We were just finishing the shellfish platter when I saw our waiter heading towards us with the steak. He saw we were still eating and turned around and went back into the kitchen. Alex arrived looking flustered. He said "The steaks are ready to be served" and started clearing the starter. I stopped him and said "before you serve the steaks it might be a good idea to serve the wine and let it breathe". Alex went away.
The manager arrived with the Cakebread, decanted it and then started swirling it around like a man possessed. By the time he had finished it looked like a pint of beer with a good frothy head. The starters were cleared by another waiter and the now 'dry' steaks came back.
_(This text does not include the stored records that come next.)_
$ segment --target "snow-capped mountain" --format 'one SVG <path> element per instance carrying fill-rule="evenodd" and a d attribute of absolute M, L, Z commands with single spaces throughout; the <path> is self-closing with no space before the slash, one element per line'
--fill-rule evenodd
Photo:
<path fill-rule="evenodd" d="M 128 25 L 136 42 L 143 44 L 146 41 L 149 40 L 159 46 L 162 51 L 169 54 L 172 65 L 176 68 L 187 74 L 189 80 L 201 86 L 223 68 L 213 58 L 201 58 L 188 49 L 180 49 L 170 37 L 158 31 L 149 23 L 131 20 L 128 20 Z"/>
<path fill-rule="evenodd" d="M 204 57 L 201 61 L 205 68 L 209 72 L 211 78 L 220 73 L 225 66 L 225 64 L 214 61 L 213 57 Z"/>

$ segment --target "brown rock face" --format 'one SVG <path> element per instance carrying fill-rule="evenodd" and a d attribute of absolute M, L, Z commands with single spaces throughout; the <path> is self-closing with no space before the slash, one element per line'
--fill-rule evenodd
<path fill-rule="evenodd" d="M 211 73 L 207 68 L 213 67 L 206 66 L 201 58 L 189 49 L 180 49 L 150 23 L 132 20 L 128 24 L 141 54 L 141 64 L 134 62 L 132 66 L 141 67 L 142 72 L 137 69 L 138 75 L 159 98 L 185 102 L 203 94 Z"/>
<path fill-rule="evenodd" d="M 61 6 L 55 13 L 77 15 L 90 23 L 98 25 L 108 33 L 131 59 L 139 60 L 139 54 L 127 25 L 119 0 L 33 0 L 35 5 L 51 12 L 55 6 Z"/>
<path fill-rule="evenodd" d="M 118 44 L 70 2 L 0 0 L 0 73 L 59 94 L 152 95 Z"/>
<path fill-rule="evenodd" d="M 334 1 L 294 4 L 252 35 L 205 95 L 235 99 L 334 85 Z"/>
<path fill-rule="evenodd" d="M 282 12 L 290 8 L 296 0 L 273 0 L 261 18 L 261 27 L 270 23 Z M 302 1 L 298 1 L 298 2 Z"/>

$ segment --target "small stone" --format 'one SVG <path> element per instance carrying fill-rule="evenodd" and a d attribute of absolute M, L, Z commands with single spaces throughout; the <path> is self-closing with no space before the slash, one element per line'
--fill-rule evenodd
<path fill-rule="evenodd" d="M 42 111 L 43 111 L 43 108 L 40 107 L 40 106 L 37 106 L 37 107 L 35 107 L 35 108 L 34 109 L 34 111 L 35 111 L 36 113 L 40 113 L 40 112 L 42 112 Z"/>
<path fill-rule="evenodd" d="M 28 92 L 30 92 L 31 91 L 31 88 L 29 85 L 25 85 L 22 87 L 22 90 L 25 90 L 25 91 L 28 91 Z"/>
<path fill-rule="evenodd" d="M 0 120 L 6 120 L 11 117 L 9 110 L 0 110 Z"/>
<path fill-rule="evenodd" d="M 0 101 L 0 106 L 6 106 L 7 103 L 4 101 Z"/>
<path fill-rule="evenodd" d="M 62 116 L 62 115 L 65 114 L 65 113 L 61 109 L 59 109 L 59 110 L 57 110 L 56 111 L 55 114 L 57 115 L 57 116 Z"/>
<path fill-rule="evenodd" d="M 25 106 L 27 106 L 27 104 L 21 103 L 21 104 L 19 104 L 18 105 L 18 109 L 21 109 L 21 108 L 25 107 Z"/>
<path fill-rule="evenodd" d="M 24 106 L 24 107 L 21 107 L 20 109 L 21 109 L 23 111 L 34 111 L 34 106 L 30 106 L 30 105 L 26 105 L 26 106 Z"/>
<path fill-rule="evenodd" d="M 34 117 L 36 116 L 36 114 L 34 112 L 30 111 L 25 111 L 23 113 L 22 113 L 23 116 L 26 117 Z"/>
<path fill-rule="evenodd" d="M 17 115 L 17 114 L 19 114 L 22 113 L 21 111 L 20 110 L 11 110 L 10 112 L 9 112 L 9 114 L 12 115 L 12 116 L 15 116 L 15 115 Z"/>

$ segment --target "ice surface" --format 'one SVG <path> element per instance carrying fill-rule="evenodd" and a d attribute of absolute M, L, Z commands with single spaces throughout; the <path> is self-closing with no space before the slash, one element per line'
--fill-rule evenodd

We ate in silence. Then we chatted to Alex who couldn't stop apologising. We weren't in the mood for a fight so we explained to Alex how the 'customer experience' he had provided might be improved. That a great waiter tunes into his guests and stage-manages a meal to make it an event. He informed us "Morton's are great on training and they had told him all this and that everything we had experienced was his fault". He admitted "he had got it all wrong". We came to respect Alex for his honesty.
The management at Morton's witnessed this fiasco. They could see we weren't happy. They could have rectified the situation with a simple gesture. They chose not to do so. They didn't do what Alex did and admit that ultimately it was their fault.
Impressed by Alex, we asked ourselves 'how important is honesty in brand building'? We all agreed it is fundamental. It is the foundation of customer trust.
Building honesty and authenticity into any business over the long term is a challenge. It requires the company to do what they say they will do - every time, everyday. But companies are run by human beings and they will make mistakes. When they do let them admit it and then help them to fix it.
Wouldn't it be a better world if more companies could be like Alex?